Cilacap, Indonesia: A mentally ill Brazilian executed in Indonesia this week was delusional and oblivious to his fate until the final moments before he faced a firing squad, his lawyer and priest said on Thursday.
Convicted drug trafficker Rodrigo Gularte, 42, was executed along with six other foreigners on Wednesday despite his family’s pleas that he was a paranoid schizophrenic.
“He had a delusional mind,” Gularte’s lawyer Ricky Gunawan told journalists, saying the Brazilian failed to appreciate the reality when he was given 72 hours’ notice of his execution.
“When we said your death sentence will be implemented, he said, ‘What death sentence? I will not be sentenced to death.’
“I’m not sure whether he really 100 per cent understood he would be executed,” he said, adding that Gularte was adamant that the water on their prison island was poisoned.

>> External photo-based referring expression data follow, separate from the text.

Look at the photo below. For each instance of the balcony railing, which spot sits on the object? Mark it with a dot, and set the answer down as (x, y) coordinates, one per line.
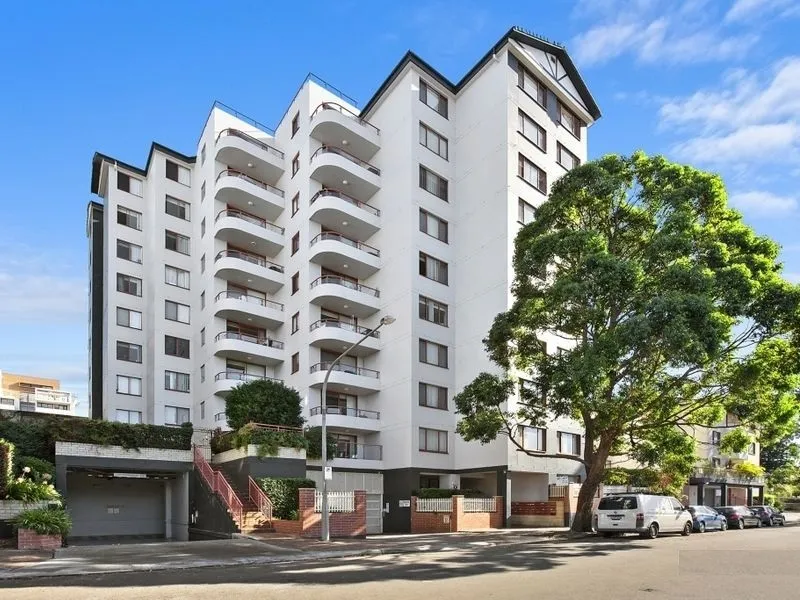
(251, 258)
(252, 339)
(253, 180)
(346, 198)
(336, 150)
(346, 112)
(338, 237)
(336, 280)
(343, 325)
(347, 412)
(238, 214)
(252, 299)
(252, 140)
(323, 366)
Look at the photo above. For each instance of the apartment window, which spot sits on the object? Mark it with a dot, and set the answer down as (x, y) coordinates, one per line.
(432, 440)
(432, 225)
(176, 312)
(129, 285)
(176, 172)
(432, 353)
(176, 242)
(177, 382)
(131, 386)
(432, 268)
(129, 352)
(128, 251)
(432, 396)
(532, 174)
(177, 277)
(532, 131)
(129, 318)
(129, 218)
(174, 346)
(433, 183)
(432, 98)
(175, 415)
(432, 141)
(433, 311)
(177, 208)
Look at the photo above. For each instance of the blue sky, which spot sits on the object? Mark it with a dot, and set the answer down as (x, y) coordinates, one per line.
(713, 83)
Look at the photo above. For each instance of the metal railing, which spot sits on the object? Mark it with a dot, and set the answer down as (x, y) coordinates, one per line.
(253, 180)
(336, 150)
(338, 237)
(336, 280)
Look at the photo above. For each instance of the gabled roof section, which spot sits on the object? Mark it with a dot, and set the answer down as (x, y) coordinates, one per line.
(516, 34)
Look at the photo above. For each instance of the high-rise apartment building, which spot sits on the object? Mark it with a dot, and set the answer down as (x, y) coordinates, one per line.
(266, 252)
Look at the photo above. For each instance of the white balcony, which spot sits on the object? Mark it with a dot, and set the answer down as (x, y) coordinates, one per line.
(250, 195)
(245, 153)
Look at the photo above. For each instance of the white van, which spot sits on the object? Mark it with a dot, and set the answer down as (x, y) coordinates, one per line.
(645, 514)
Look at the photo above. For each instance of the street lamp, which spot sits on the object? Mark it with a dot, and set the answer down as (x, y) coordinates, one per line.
(326, 534)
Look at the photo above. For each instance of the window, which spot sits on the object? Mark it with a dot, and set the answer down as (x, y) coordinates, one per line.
(129, 218)
(432, 140)
(132, 417)
(532, 174)
(432, 440)
(175, 415)
(178, 208)
(178, 173)
(177, 277)
(176, 312)
(128, 251)
(176, 242)
(432, 225)
(569, 443)
(432, 98)
(129, 352)
(432, 268)
(131, 386)
(433, 311)
(432, 396)
(433, 183)
(432, 353)
(177, 382)
(174, 346)
(129, 285)
(532, 131)
(129, 318)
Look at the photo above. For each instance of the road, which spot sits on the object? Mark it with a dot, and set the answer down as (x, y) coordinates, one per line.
(735, 565)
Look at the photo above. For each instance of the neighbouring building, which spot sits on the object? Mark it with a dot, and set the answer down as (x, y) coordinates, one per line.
(262, 253)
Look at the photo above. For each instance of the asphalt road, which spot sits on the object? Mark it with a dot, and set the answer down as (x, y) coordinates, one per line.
(746, 565)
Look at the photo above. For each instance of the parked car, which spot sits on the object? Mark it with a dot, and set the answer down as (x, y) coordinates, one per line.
(739, 517)
(645, 514)
(706, 518)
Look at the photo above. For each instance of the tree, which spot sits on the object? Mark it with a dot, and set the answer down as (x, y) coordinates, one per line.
(673, 311)
(263, 401)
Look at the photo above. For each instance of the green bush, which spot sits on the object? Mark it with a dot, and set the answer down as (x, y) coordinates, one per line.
(283, 491)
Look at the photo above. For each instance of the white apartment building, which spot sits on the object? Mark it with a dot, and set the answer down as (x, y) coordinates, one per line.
(269, 251)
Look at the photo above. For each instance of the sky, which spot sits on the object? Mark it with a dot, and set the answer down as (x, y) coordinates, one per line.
(714, 83)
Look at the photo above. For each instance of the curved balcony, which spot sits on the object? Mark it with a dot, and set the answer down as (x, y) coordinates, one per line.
(344, 296)
(249, 194)
(334, 125)
(250, 155)
(338, 211)
(239, 228)
(345, 378)
(236, 306)
(334, 167)
(339, 253)
(249, 271)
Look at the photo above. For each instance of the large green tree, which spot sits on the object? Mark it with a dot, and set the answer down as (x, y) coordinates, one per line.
(675, 312)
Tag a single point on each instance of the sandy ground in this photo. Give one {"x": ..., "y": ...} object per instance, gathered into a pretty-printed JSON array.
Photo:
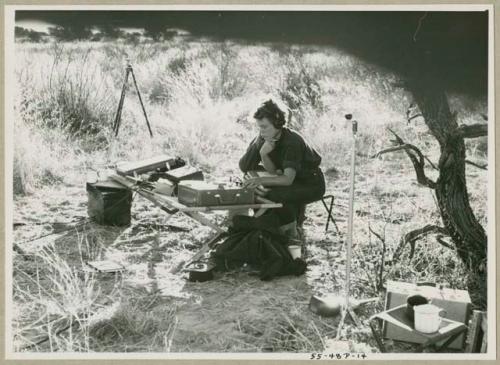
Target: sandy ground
[{"x": 147, "y": 308}]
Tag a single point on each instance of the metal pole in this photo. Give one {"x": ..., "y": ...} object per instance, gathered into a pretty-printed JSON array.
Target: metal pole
[{"x": 351, "y": 213}]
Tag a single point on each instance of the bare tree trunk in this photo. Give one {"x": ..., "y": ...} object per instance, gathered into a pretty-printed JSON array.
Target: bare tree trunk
[{"x": 459, "y": 220}]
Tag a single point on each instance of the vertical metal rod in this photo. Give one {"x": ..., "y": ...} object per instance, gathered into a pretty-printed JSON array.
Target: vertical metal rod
[{"x": 351, "y": 213}]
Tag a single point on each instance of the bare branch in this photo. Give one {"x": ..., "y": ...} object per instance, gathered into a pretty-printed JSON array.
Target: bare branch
[
  {"x": 444, "y": 243},
  {"x": 412, "y": 236},
  {"x": 416, "y": 157},
  {"x": 483, "y": 167},
  {"x": 471, "y": 131}
]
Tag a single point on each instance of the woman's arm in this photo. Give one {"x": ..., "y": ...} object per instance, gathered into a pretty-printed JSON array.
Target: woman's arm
[
  {"x": 250, "y": 160},
  {"x": 266, "y": 148}
]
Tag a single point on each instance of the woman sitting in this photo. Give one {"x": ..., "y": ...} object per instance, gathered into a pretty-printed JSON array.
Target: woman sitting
[{"x": 298, "y": 179}]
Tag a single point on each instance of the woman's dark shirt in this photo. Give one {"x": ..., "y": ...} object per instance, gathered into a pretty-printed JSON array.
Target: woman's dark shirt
[{"x": 291, "y": 150}]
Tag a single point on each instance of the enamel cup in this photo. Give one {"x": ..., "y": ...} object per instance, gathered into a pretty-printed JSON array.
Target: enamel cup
[
  {"x": 427, "y": 318},
  {"x": 295, "y": 251}
]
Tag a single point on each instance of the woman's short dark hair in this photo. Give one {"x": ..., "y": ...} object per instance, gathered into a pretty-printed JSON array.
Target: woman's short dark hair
[{"x": 270, "y": 110}]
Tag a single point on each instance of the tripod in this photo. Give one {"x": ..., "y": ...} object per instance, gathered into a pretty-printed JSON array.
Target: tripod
[{"x": 118, "y": 117}]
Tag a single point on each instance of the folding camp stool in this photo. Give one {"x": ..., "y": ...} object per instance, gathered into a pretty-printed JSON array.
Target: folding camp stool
[{"x": 328, "y": 207}]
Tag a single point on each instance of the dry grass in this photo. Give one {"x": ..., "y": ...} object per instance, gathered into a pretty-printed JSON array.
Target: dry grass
[{"x": 199, "y": 98}]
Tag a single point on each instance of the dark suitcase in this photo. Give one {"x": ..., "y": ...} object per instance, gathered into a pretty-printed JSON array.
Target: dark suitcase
[
  {"x": 183, "y": 173},
  {"x": 203, "y": 194},
  {"x": 109, "y": 203},
  {"x": 154, "y": 164}
]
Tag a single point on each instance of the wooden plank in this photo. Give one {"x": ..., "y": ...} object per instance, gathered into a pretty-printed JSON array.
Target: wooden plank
[
  {"x": 484, "y": 328},
  {"x": 473, "y": 332}
]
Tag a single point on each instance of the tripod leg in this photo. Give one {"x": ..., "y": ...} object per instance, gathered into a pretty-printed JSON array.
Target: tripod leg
[
  {"x": 142, "y": 105},
  {"x": 116, "y": 125}
]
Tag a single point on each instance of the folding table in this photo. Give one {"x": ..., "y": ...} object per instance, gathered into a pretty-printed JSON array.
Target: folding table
[{"x": 448, "y": 330}]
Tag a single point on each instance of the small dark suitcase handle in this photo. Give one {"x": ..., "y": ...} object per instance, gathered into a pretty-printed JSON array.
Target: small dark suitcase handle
[{"x": 230, "y": 201}]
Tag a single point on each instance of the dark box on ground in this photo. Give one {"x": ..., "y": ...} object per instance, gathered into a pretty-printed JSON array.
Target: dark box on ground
[{"x": 109, "y": 203}]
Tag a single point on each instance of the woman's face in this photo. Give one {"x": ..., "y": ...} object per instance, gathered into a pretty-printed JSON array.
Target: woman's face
[{"x": 266, "y": 128}]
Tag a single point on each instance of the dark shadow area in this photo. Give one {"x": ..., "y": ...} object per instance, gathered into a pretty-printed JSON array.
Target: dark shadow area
[{"x": 456, "y": 43}]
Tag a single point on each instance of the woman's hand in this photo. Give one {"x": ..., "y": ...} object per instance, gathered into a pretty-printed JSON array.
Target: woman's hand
[
  {"x": 251, "y": 182},
  {"x": 267, "y": 147}
]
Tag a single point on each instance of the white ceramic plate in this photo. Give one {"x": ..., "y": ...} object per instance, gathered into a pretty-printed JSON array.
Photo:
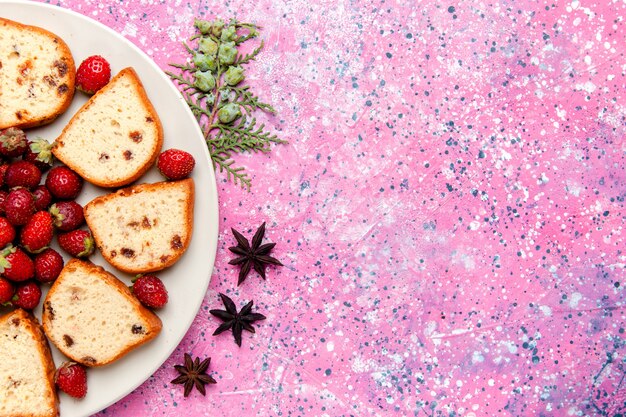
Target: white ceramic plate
[{"x": 187, "y": 280}]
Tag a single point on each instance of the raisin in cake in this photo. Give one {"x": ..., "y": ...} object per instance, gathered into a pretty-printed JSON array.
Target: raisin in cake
[
  {"x": 115, "y": 137},
  {"x": 143, "y": 228},
  {"x": 26, "y": 369},
  {"x": 93, "y": 318},
  {"x": 37, "y": 75}
]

The lawyer said he tried to ask Gularte about his final requests, but the Brazilian responded with amusement.
“He was just laughing. ‘Is it just like Aladdin, when we ask for three wishes?’” Gunawan quoted Gularte as asking.
“When we tried to talk about the serious things ... he kept avoiding, to other silly things. He was calm, as if nothing was happening.”
Gularte was arrested in 2004 while trying to enter Indonesia with six kilograms (13.2 pounds) of cocaine in his surfing gear.
Irish priest Father Charlie Burrows, who was Gularte’s counsellor in the final days, said the Brazilian was confused about what was happening as prison guards and police prepared him for death.
“I thought he’d got the message he was to be executed but ... when the chains started to go on, he said to me, ‘Oh Father ... am I being executed?’” Burrows told the Australian Broadcasting Corporation.
“He didn’t get angry, he was annoyed. The big thing was, ‘Oh, why is this happening, this is not right, I made a small mistake and why can’t they just leave me in jail on the island and I won’t give anybody any trouble’.
“I’d thought I’d explained to him what was going to happen. Obviously it didn’t get through.”
Indonesia’s execution of the drug convicts — Gularte, two Australians, four Nigerians and one Indonesian — has sparked a storm of international protest.
Brazil has expressed “deep regret” at Gularte’s execution and said it is weighing its next move, having stressed to Indonesia the fragility of his state of mind as grounds for clemency.
Burrows said Gularte had been hearing voices in his head.
“Everybody was being prepared for days before and everybody knew there was going to be an execution,” the priest said.
“But because he hears these voices and he reckons because the voices told him, ‘No, everything is going to be grand’, he believes the voices more than he does anybody else.”